Let's split the training dataset into categorical and numeric subsets to make it easier to visualize
ggDF = pd.DataFrame(train['AdoptionSpeed'].value_counts().rename({0: '0 (Same Day)', 1: '1 (1-7 Days)', 2: '2 (8-30 Days)', 3: '3 (31-90 Days)', 4: '4 (No Adoption After 100 Days)'}))
ggDF['Order'] = [4, 2, 3, 1, 0]
ggDF.sort_values('Order', inplace=True, ascending=True)
count_overview(ggDF['AdoptionSpeed'], 'AdoptionSpeed (Target Variable)')

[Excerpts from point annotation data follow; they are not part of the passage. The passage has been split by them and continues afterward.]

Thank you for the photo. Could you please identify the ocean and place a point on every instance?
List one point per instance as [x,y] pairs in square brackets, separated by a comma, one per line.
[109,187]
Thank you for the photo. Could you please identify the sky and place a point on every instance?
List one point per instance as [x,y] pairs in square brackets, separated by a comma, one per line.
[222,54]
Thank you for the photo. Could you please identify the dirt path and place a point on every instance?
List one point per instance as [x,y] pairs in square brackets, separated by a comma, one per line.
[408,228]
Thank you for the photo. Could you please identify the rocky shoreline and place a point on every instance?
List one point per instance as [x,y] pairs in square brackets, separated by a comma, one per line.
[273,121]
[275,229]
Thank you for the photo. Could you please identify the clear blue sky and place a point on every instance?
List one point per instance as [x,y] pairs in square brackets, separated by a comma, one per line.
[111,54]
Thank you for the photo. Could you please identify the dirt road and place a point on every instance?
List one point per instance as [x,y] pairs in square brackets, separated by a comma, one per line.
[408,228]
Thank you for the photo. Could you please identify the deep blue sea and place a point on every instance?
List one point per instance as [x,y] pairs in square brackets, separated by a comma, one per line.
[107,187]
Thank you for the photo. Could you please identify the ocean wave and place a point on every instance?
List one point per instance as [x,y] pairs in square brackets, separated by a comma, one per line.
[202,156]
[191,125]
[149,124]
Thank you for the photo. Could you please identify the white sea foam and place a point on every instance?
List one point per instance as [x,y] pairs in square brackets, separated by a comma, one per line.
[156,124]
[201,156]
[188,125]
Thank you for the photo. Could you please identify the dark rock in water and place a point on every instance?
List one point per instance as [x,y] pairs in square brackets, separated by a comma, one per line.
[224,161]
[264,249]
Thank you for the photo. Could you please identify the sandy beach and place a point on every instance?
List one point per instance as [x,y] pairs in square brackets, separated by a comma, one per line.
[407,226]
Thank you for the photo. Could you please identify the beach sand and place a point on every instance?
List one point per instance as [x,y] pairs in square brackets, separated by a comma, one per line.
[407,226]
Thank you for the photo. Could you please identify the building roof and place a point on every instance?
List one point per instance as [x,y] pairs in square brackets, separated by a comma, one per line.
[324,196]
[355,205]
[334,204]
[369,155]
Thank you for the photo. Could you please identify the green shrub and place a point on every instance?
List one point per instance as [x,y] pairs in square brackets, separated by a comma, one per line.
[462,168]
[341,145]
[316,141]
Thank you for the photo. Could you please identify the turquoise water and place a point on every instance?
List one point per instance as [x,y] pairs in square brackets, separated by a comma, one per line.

df_plot = train.groupby(['Type', 'AdoptionSpeed']).size().reset_index().pivot(columns='AdoptionSpeed', index='Type', values=0).rename({1: 'Dog', 2: 'Cat'})
print("Number of Animals by Type")
display(df_plot)
ggDF = train['Type'].value_counts().rename({1: 'Dog', 2: 'Cat'})
count_overview(ggDF, 'Type Count')
tab = pd.crosstab(train['Type'], train['AdoptionSpeed']).rename({1: 'Dog', 2: 'Cat'})
table = sm.stats.Table(tab)
print("Chi-Square Test of Independence: p-value = {:.3E}".format(sp.stats.chi2_contingency(tab)[1]))
display(table.standardized_resids)
stacked_barplot(tab, "Adoption Speed by Type")
plt.show()
Number of Animals by Type
AdoptionSpeed | 0 | 1 | 2 | 3 | 4 |
---|---|---|---|---|---|
Type | |||||
Dog | 170 | 1435 | 2164 | 1949 | 2414 |
Cat | 240 | 1655 | 1873 | 1310 | 1783 |
Chi-Square Test of Independence: p-value = 5.010E-34
AdoptionSpeed | 0 | 1 | 2 | 3 | 4 |
---|---|---|---|---|---|
Type | |||||
Dog | -5.264749 | -9.7657 | -0.946594 | 7.208134 | 5.024245 |
Cat | 5.264749 | 9.7657 | 0.946594 | -7.208134 | -5.024245 |
It seems cats are more likely to be adopted sooner, compared to dogs. This may be due to the larger responsibility & commitment associated with owning a dog.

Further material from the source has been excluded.